Lewis was born in Forty Hill, Enfield, Middlesex, and attended Enfield Grammar School.
Lewis served in World War II and wrote an account of his experiences during the Allied occupation of Italy, Naples 44. Shortly after the war he produced volumes about Burma, Golden Earth, and French Indochina, Dragon Apparent. His intrepid boots-on-the-ground view of Vietnam under French colonial domination, without being itself a political rant, gives context to any discussion of the American experience in that battered and subjugated part of the world.
Lewis was fascinated by cultures which were little touched by the modern world. This was reflected in his books on travels to Indonesia, An Empire of the East, and among the tribal peoples of India, A Goddess in the Stones.
Lewis’s first wife, Ernestina, was a Sicilian aristocrat, and Sicilian life, including the Mafia was another of his major themes, reflected in The Honoured Society and In Sicily. His treatment of the Mafia was not sensationalist, but based on an acute understanding of Sicilian society and a deep sympathy with the sufferings of the Sicilian people, without losing sight of the horrors inflicted by the organisation.
Another major concern of Lewis’s is the impact of missionary activity on tribal societies in Latin America and elsewhere.
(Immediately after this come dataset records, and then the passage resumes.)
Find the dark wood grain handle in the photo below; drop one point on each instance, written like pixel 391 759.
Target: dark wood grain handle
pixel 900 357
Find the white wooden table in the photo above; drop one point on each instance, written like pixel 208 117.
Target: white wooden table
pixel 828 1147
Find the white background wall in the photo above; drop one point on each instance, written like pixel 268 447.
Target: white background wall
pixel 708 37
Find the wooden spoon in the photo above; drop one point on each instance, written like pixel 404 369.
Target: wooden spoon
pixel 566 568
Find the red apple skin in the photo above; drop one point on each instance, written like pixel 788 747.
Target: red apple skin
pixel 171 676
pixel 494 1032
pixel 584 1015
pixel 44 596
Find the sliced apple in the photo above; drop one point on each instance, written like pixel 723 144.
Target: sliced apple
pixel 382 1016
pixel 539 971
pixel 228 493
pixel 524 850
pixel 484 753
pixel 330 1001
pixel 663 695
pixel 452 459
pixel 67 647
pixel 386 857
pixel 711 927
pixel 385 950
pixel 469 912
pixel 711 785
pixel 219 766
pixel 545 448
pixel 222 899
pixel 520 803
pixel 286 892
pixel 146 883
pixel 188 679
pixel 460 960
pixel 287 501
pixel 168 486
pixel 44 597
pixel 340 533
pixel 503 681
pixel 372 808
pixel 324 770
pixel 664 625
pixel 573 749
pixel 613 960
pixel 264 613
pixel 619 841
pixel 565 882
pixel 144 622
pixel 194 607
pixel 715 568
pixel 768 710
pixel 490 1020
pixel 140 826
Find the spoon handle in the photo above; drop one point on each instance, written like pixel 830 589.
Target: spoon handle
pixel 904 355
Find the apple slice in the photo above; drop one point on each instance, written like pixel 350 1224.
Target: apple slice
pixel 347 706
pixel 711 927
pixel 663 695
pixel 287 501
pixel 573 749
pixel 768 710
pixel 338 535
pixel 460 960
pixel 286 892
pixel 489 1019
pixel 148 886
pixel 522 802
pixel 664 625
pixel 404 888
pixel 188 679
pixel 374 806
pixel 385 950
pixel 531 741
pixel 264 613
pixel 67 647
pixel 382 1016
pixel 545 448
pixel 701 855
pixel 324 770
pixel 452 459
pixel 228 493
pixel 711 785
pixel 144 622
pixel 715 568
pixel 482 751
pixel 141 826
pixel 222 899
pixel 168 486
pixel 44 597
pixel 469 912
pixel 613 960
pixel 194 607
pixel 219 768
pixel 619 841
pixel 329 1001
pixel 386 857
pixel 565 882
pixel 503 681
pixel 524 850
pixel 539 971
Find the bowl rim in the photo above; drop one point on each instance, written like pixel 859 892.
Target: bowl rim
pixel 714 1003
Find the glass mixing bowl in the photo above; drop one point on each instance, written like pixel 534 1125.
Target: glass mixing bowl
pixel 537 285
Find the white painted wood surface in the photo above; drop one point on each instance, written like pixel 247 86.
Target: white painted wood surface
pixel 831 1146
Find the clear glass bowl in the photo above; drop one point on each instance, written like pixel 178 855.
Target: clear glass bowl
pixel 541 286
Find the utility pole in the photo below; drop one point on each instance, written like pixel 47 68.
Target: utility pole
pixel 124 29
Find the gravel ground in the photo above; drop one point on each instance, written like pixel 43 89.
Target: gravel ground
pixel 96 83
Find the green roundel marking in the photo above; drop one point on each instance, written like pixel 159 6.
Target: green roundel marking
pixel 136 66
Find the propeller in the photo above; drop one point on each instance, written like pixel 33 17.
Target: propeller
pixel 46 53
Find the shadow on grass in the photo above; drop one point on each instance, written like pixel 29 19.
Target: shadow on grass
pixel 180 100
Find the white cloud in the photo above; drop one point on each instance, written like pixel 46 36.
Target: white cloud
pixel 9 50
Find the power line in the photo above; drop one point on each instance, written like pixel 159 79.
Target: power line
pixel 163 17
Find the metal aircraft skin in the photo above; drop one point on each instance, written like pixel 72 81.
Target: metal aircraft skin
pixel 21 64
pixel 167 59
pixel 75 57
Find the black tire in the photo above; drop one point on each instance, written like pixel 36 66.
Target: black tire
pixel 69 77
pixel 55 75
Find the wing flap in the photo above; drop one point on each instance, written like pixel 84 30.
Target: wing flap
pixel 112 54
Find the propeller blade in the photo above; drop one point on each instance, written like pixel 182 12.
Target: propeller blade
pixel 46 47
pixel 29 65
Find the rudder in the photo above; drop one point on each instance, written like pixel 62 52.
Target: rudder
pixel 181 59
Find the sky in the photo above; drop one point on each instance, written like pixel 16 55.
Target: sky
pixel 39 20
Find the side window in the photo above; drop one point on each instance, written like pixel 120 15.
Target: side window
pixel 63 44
He was hostile to the activities of missionaries, especially American evangelicals. This is covered in the volume, Among the Missionaries and several shorter pieces. He frequently said that he regarded his life’s major achievement as the worldwide reaction to writing on tribal societies in South America. In 1968, his article “Genocide in Brazil” published in the Sunday Times created such an outcry that it led to the creation of the organisation Survival International, dedicated to the protection of first peoples around the world.
Lewis wrote several volumes of autobiography, again concerned primarily with his observations of the many places in which he lived at various times, which included St Catherine’s Island in South Wales near Tenby, the Bloomsbury district of London during World War II, Nicaragua, a Spanish fishing village, and a village near Rome.
Lewis also wrote at least ten novels. Some of these enjoyed significant success at the time of publication, but his reputation rests mainly on his travel writing.
He died in Saffron Walden, Essex, survived by his third wife, Lesley, and their son, Gawaine, and two daughters, Kiki and Samara, and by a son, Gareth, and daughter, Karen, from his second marriage with Hester, and by a son, Ito, from his first marriage.